Kenalan Yuk Dengan KAP (Kantor Akuntan Publik)



Menurut S. K. Menteri Keuangan No. 470/KMK.017/1999 tanggal 4 Oktober 1999, Kantor Akuntan Publik adalah lembaga yang memiliki ijin dari menteri keuangan sebagai wadah bagi akuntan publik dalam menjalankan tugasnya. Salah satu peran Kantor Akuntan Publik (KAP) pada perusahaan adalah untuk memberikan jasa atestasi atas laporan keuangan perusahaan.

Bidang jasa KAP meliputi:


  • Jasa atestasi, termasuk di dalamya adalah audit umum atas laporan keuangan, pemeriksaan atas laporan keuangan prospektif, pemeriksaan atas pelaporan informasi keuangan performa, review atas laporan keuangan, dan jasa audit serta atestasi lainnya.
  • Jasa non atestasi, yang mencakup jasa yang berkaitan dengan akuntansi, keuangan, manajemen, kompilasi, perpajakan, dan konsultasi.


Ukuran KAP merupakan ukuran yang digunakan untuk menentukan besar kecilnya suatu KAP. Ukuran KAP dikatakan besar jika KAP tersebut berafiliasi dengan Big Four, mempunyai cabang dan kliennya perusahaan-perusahaan besar serta memiliki tenaga profesional di atas 25 orang, sedangkan ukuran KAP dikatakan kecil jika tidak berafiliasi dengan Big Four, tidak mempunyai kantor cabang dan kliennya perusahaan kecil, serta jumlah profesionalnya kurang dari 25 orang (Arens et al., 2008:33).

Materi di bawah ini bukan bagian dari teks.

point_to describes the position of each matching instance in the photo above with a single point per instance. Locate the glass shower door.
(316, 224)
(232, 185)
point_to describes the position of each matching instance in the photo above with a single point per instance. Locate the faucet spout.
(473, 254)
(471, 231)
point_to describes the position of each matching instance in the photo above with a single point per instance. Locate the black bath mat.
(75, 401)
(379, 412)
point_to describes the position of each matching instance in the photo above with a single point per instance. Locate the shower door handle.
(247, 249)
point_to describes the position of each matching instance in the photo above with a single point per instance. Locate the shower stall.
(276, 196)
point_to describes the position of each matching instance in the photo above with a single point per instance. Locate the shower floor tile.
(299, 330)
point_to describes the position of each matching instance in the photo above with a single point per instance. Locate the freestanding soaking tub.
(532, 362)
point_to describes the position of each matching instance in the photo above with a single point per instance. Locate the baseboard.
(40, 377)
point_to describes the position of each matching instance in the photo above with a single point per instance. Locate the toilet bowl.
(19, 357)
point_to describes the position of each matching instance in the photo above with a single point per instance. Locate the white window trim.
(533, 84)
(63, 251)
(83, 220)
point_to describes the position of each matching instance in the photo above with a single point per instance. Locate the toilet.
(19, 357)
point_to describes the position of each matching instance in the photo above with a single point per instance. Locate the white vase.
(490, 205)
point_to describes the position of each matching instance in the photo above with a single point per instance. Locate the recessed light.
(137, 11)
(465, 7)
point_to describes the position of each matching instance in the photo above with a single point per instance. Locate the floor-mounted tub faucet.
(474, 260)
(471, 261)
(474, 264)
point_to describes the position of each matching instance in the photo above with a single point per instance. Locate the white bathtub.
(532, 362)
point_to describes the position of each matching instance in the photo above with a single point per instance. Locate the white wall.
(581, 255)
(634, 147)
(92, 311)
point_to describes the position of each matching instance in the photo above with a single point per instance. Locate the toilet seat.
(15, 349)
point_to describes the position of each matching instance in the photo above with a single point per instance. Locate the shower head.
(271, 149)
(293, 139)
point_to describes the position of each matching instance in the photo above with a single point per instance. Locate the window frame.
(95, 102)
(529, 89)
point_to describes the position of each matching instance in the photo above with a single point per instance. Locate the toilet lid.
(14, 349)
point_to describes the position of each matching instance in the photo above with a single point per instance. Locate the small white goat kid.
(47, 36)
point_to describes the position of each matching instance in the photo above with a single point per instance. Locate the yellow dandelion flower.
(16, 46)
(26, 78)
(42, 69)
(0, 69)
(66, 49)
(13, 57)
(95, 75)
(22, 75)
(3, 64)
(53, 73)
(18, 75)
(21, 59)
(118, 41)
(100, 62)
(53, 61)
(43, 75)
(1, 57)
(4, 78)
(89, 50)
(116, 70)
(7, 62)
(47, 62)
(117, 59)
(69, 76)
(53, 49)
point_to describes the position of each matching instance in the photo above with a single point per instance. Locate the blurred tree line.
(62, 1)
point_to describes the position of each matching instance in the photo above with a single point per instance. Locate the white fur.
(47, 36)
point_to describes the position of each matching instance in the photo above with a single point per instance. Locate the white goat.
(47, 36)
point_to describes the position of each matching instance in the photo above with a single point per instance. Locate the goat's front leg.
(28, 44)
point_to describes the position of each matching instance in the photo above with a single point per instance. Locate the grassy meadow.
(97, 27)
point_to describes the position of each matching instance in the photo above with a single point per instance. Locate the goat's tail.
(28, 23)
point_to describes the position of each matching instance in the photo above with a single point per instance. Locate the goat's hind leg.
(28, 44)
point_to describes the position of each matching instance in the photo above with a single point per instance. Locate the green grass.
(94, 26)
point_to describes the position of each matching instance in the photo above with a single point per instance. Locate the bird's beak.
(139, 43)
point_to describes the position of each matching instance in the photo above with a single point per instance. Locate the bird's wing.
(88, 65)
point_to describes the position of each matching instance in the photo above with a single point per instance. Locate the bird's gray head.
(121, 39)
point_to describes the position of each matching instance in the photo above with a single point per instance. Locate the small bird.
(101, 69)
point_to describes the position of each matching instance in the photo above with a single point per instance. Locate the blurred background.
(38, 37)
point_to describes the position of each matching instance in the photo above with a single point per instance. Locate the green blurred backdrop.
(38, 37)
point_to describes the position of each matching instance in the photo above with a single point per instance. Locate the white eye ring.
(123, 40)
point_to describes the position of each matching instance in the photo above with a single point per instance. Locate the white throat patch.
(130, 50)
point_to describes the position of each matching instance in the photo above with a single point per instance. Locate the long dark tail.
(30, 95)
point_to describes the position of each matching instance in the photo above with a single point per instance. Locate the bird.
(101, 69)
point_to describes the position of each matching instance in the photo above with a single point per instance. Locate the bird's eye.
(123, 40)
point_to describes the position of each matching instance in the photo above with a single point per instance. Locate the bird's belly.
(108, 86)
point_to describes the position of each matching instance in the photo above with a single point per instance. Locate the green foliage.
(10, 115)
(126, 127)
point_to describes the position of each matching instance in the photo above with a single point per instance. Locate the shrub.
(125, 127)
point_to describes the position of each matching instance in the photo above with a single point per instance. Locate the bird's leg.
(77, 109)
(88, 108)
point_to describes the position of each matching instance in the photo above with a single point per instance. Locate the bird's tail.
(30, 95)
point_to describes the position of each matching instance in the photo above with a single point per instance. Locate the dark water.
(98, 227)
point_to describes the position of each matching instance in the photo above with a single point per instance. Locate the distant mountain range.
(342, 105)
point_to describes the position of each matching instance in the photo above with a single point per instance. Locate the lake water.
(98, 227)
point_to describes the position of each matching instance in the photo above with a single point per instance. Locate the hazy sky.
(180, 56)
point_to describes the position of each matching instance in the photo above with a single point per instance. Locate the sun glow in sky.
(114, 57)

Ukuran KAP dapat mengindikasikan kualitas jasa yang diberikan, hal ini tersebut dapat dipahami dari banyaknya jumlah permintaan terhadap KAP tersebut. Menurut Nasser et al. (2006) ukuran dari KAP digolongkan dalam Big Four dan Non Big Four.

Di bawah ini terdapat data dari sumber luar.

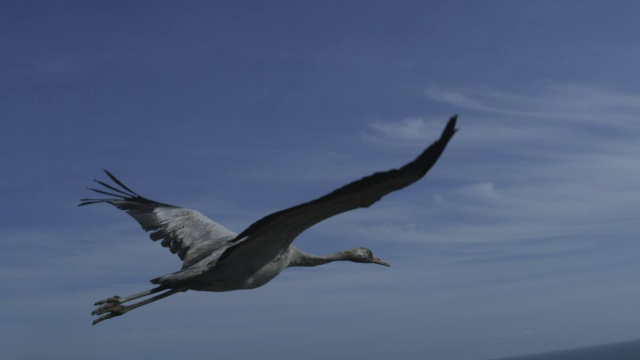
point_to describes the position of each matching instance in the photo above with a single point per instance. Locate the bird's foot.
(113, 299)
(112, 307)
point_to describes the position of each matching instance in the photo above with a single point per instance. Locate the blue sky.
(522, 239)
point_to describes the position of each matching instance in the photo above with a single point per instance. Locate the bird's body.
(217, 259)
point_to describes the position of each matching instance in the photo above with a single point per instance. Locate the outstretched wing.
(185, 232)
(274, 233)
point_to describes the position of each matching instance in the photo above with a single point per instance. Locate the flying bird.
(217, 259)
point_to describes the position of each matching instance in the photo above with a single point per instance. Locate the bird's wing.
(186, 232)
(272, 234)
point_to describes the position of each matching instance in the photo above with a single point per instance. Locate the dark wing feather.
(185, 232)
(275, 232)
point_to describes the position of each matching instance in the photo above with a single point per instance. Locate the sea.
(628, 350)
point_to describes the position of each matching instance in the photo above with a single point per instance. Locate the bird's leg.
(119, 300)
(113, 306)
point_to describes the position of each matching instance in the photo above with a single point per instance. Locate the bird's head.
(364, 255)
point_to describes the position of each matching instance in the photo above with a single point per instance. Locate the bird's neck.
(298, 257)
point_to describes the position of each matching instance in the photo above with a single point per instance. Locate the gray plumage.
(217, 259)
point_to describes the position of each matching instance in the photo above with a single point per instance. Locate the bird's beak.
(377, 260)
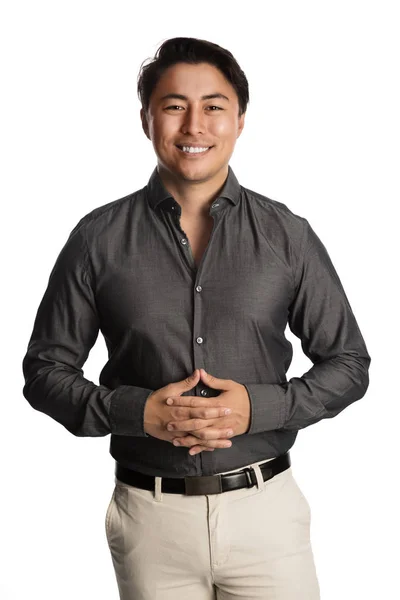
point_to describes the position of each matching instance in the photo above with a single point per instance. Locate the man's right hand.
(157, 413)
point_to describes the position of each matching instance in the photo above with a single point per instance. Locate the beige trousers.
(246, 543)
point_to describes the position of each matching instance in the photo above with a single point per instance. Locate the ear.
(241, 124)
(145, 125)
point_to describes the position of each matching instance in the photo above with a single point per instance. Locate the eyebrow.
(206, 97)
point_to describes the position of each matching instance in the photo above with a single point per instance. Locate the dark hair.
(191, 51)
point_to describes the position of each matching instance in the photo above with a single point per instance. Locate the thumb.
(190, 381)
(214, 382)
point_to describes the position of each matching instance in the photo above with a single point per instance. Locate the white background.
(321, 135)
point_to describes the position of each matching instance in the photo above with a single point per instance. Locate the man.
(192, 281)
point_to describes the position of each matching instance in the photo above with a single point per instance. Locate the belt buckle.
(199, 484)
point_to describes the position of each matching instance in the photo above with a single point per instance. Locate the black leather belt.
(208, 484)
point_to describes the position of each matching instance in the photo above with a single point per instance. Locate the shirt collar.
(157, 194)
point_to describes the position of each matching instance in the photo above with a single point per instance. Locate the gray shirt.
(127, 270)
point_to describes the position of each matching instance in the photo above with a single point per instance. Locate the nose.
(193, 122)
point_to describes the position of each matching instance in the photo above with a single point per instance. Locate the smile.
(195, 152)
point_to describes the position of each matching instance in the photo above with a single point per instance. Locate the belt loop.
(259, 477)
(157, 489)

KAP Big Four dianggap lebih mampu meningkatkan independensinya jika berbanding dengan KAP yang kecil, dan KAP Non Big Four dianggap memiliki tingkat independensi lebih rendah dibandingkan dengan KAP Big Four.

KAP besar cenderung mempunyai lebih banyak pengalaman audit dibandingkan KAP kecil. Dengan demikian, diperkirakan bahwa dibandingkan dengan KAP kecil, KAP besar mempunyai kemampuan yang lebih baik dalam melakukan audit, sehingga mampu menghasilkan kualitas audit yang lebih tinggi (Wijayani, 2011).